Verify ES-DE launches games correctly:

  1. Add a ROM to ~/Emulation/roms/<system>/
  2. Open ES-DE and navigate to the system
  3. Launch the game and verify the correct emulator opens
  4. Verify fullscreen mode works (if configured)

Pass dependencies explicitly. No hidden instantiation deep in the call stack. Expensive instantiations happen at the composition root (main.go) and dependencies are threaded through constructors.

Define dependencies as interfaces where substitution is needed. Swap real implementations for fakes at construction time.

The Go daemon writes to ~/.local/state/kyaraben/kyaraben.log. Use the logging package for all Go log output:

var log = logging.New("apply")
func DoSomething() {
log.Info("starting operation")
log.Debug("details: %v", details)
log.Error("operation failed: %v", err)
}

Log levels: Debug (detailed debugging info), Info (significant events), Error (error conditions).

Make code self-evident. Do not write comments explaining what code does; if the code needs explanation, rewrite it to be clearer.

Use sentence-case in headings. Do not use bold text in documentation. Avoid em-dashes. No emoji.

Kyaraben should feel calm. Do not use language that implies urgency or alarm. Features should have few moving parts. The user should never feel nervous because Kyaraben is explicit about what is happening and what has happened.

Avoid phrases like “needs attention”, “action required”, or “warning” when a neutral description suffices. Instead of “3 files need attention”, say “3 local files” or “3 files only on this device”. State facts; let the user decide if action is needed.

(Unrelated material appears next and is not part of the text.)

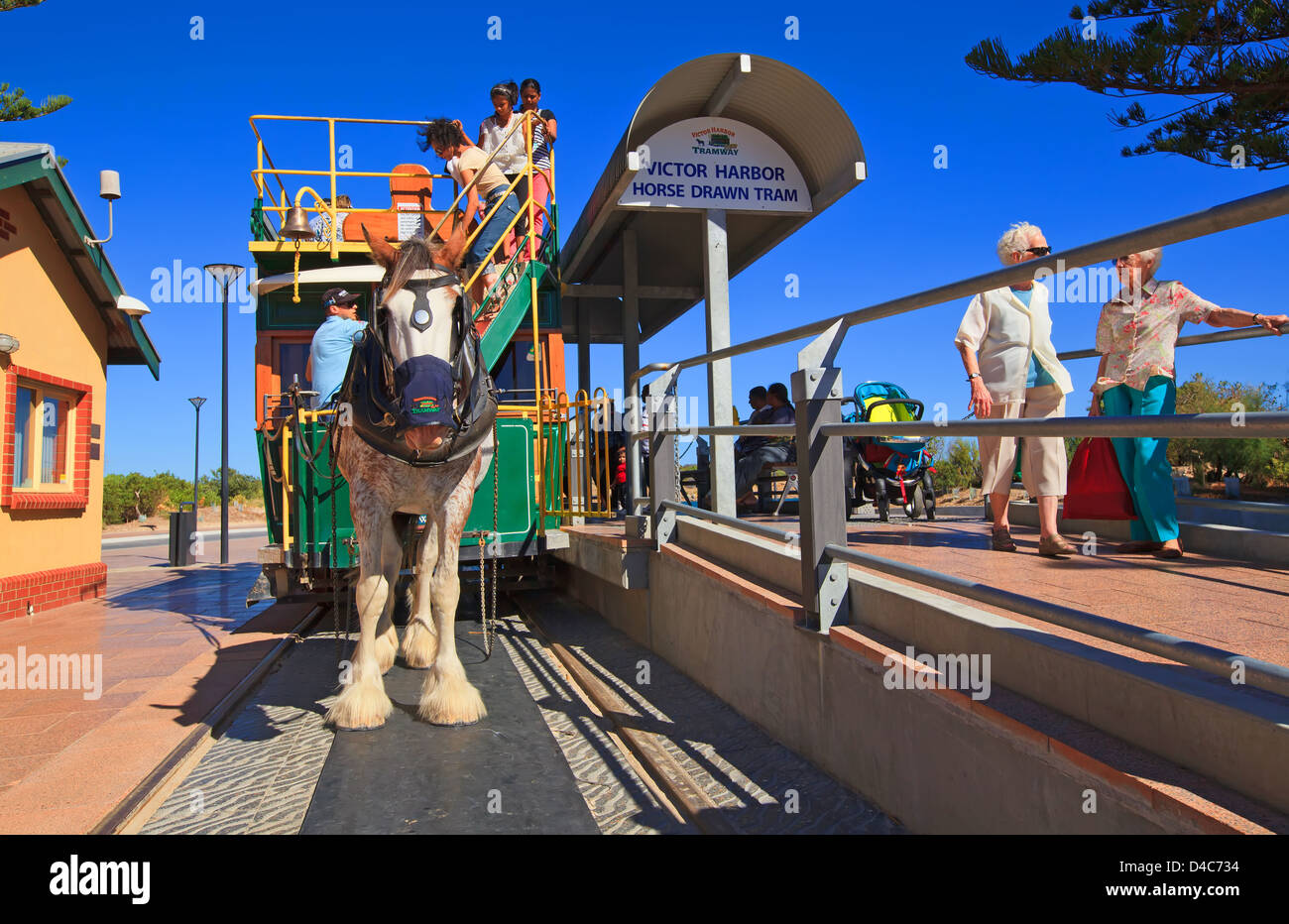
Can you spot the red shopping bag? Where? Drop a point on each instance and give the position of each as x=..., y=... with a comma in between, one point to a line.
x=1095, y=487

The format is a brief actionable title in imperative mood, followed by a body explaining what changed and why, followed by a test plan:

Brief, actionable description
What changed and why. Use paragraphs, lists, or both.
## Test plan
Reproducible verification steps.

Use imperative mood in titles: “Add”, “Fix”, “Remove”. No trailing periods on list items. Use backticks for code references. Do not use bold text.